The decades-long row over hunting on National Trust land on Exmoor has taken a new twist after a prominent fox hunt was banned by Trust bosses for more than a month for “a significant number of breaches” of its licence.
The Minehead Harriers was told it would not be allowed on the vast National Trust-owned Holnicote Estate in west Somerset in January following repeated complaints that the hunt was illegally hunting.
The hunt’s suspension has lasted more than three weeks, and will continue into March unless the hunt agree to a new ‘code of practice’ for meets is agreed with the Trust.
The row began last month when the National Trust took the unprecedented step of suspending the licence it issued to allow the Minehead Harriers on its land at Holnicote.
The question of whether the National Trust should allow hunts on its land in Somerset became a bitter dispute throughout the 1990s and early 2000s, in what was a precursor to the entire hunting debate and eventual ban.

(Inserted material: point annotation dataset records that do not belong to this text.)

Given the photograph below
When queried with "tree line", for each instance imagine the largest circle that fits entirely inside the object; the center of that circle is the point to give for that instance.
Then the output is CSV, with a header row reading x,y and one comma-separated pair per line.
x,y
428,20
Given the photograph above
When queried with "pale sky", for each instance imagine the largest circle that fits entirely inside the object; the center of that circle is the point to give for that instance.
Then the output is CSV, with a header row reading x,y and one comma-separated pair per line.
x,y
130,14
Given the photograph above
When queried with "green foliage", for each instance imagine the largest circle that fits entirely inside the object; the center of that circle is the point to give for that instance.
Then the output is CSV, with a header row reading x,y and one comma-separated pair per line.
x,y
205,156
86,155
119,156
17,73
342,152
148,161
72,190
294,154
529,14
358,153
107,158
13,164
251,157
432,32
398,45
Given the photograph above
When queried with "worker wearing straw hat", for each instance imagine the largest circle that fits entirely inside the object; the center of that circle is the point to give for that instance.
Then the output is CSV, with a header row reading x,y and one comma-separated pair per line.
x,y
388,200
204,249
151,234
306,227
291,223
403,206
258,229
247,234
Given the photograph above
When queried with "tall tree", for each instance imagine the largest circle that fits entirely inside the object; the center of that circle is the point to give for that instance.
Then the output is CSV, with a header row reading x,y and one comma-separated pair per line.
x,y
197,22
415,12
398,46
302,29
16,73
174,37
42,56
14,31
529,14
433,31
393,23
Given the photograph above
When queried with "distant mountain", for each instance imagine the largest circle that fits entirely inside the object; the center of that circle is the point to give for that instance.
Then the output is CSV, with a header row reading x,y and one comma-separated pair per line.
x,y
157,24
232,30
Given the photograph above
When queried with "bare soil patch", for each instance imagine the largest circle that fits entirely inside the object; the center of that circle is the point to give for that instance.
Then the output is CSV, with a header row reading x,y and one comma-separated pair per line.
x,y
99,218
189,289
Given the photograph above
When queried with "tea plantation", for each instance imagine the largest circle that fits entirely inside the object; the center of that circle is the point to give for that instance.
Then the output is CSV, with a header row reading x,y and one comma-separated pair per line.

Since that ban in 2005, hunts claim to be legally trail hunting and the fox hunts and stag hunts that operate on Exmoor can obtain licences to go onto National Trust land.
But this season the National Trust said it had received many complaints and “have ourselves seen” a significant number of breaches of the licence agreement.
The anti-hunt Somerset Saboteurs group claimed those breaches included illegally hunting foxes, among other transgressions.
“Breaches have included, illegal hunting (chasing and killing a fox, digging out on trust land), blocking public roads and riding quads through SSSIs and nature reserves, and refusing to give information on meets when asked by members of the public,” said a spokesman for the sabs’ group.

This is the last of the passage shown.